How Audrey Tang became Taiwan's youngest cabinet minister
How Audrey Tang became Taiwan's youngest cabinet minister
Audrey Tang's goal is to make all information, data, and resources as publicly accessible as possible.
Encyclopædia Britannica, Inc.

Transcript

Audrey Tang is a prolific software developer who is the youngest person—and first transgender person—to be made a cabinet member of Taiwan. Audrey Tang was born in Taiwan on April 18, 1981. During childhood, with a congenital heart defect, Tang found socializing and attending school difficult and dropped out at age 14 to pursue learning alone. Often referred to as a genius and a child prodigy, they started a company at age 15, managing a team of developers and hackers who worked in the coding language Perl. In 2010 Tang became a digital adviser to Apple, where they helped develop Apple’s digital assistant, Siri. They asked to be paid in bitcoin but instead were paid an hourly rate indexed to the value of bitcoin—for a total equivalent in 2014 to about ¥50,000, or about $415, an hour.
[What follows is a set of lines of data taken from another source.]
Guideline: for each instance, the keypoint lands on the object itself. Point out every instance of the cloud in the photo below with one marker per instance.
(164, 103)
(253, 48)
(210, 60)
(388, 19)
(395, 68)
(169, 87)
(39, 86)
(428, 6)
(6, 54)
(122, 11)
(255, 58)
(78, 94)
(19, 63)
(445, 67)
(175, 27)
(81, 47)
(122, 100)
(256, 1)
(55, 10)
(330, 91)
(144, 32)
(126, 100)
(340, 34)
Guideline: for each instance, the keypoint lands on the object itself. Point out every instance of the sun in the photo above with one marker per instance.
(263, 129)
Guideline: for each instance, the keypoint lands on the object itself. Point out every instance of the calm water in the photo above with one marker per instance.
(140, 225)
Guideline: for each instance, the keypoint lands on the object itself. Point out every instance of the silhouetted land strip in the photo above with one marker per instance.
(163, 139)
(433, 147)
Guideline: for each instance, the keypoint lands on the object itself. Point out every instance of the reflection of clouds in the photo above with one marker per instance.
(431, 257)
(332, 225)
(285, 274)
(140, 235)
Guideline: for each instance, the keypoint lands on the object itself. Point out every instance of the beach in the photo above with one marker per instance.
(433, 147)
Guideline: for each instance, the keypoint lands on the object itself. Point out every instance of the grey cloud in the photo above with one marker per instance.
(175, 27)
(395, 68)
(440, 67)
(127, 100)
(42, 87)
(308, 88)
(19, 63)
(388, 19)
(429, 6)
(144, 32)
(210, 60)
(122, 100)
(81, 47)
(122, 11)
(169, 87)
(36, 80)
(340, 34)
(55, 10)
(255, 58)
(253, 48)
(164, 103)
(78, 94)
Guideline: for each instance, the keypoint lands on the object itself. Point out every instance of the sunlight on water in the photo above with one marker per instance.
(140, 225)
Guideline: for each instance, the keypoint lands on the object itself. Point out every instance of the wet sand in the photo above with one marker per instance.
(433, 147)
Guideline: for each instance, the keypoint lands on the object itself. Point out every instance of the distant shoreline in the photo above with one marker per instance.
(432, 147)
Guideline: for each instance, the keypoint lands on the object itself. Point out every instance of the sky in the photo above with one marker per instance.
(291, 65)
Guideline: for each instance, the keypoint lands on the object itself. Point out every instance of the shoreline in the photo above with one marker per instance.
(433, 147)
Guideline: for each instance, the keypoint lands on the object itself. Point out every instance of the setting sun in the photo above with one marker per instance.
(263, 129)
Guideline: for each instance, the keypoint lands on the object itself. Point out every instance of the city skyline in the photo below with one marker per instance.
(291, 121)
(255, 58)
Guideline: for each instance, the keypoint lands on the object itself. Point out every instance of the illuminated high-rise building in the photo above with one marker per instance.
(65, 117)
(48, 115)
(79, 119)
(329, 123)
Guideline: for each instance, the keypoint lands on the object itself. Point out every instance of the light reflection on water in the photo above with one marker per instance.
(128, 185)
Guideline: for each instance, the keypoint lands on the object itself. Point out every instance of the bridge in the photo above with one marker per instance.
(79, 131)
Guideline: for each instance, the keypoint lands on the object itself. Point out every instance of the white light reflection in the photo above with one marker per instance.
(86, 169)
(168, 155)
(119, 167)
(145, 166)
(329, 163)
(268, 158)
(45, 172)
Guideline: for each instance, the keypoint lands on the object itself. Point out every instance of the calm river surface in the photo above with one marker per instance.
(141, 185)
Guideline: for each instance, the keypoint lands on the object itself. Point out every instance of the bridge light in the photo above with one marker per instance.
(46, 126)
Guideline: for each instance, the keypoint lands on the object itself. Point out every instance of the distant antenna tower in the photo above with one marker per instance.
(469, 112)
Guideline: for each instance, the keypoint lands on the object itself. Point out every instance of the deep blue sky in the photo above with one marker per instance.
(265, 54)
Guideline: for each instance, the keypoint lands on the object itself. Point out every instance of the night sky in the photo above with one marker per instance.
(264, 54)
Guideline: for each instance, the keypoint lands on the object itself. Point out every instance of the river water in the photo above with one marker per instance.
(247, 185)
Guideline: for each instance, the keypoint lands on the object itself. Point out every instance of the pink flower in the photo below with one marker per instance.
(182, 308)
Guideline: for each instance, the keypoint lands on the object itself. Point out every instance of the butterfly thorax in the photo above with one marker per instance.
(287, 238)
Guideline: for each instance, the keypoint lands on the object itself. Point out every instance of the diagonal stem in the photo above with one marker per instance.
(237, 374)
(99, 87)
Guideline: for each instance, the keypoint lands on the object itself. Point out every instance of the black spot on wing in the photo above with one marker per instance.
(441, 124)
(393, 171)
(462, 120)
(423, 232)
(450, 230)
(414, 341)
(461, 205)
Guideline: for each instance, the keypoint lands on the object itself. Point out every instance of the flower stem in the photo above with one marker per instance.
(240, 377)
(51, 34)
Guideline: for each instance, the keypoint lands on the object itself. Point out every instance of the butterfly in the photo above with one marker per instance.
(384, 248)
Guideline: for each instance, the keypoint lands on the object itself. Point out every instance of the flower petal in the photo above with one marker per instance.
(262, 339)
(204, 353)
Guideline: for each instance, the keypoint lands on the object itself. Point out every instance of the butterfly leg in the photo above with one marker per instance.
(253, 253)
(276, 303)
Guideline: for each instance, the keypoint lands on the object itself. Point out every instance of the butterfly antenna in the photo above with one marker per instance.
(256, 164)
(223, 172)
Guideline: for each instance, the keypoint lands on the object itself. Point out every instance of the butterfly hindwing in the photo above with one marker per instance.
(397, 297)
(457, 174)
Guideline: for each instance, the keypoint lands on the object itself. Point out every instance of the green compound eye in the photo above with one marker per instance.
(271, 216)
In just a few years, they were able to retire from traditional work. In 2014 Tang joined a group of activists for a series of weeks-long protests, called the Sunflower Movement, against a trade deal with China that they felt had been negotiated in secret. In the Sunflower Movement’s challenging aftermath, Taiwan offered Tang the position of digital minister. Their dedication to radical transparency could change the relationship between the government and its people. Tang’s goal was to make all information, data, and resources as accessible as possible. One of Tang’s most-publicized accomplishments was creating a frequently updated map of locations where Taiwan’s citizens could find face masks during the COVID-19 pandemic.